Your mission: Unseat the chief executive officer

Online game takes users into the world of office politics

A new office is handing out a most unusual employee handbook to its workers. The mission statement: Unseat the chief executive officer.

A Toronto business has turned the ins and outs of office life into an online game where players compete in the “toughest, meanest, slimiest office politics,” according to the Web site located at www.officepolitics.com. In this game, players are urged to “backstab, hire and fire" their way to the top.

The game posts five new moral and ethical questions each week. For example, “Your boss is desperate for someone to speak at a tradeshow. Do you go?” Users vote yes or no and learn the up-to-date results of the poll. Users then start, or join, a meeting.
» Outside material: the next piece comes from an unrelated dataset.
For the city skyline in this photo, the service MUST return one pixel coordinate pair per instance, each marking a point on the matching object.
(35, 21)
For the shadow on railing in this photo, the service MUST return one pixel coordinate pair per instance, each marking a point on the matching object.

That’s when the fun really starts (see how to play the game below).

The game is the brainchild of husband-wife team Bill and Franke James of James Gang Advertising Inc. Officepolitics.com was launched in August and has about 1,800 registered users. It was inspired, in part, by recent well-publicized corporate scandals such as Enron and Worldcom.

“From the outside, everything looks peachy keen and then on the inside there’s a certain amount of rot,” Franke told the Ottawa Citizen. “I think we’re just fascinated by it and saw an opportunity to produce an entertaining game that was using this as a basis.”

But the site has a more serious side. Players are asked to fill out an optional survey form, and the demographic and psychographic profiles will be used as research data for the study of online communities and social networks.

How to play the game

Then users have the option to start their own meeting or join an existing one. Whoever starts the meeting is boss of that meeting. Here’s how the play goes from there:

•The boss opens the meeting and tells everyone how to vote.

•The other players submit secret votes, but can post public comments.

•The boss opens the secret votes he chooses, trying not to open any that may be opposed to the way she wants the group to vote.

•With each matching vote, the meeting score goes up 10 points. All players with open votes get points.

•If the boss opens your vote and it’s a “backstabbing” vote, you get double points. Everyone else gets nothing.

Points are accumulated through different meetings to figure out who is the CEO of the entire game. At last check, that honour went to a user known as “redsonja13” who had accumulated 114,380 points.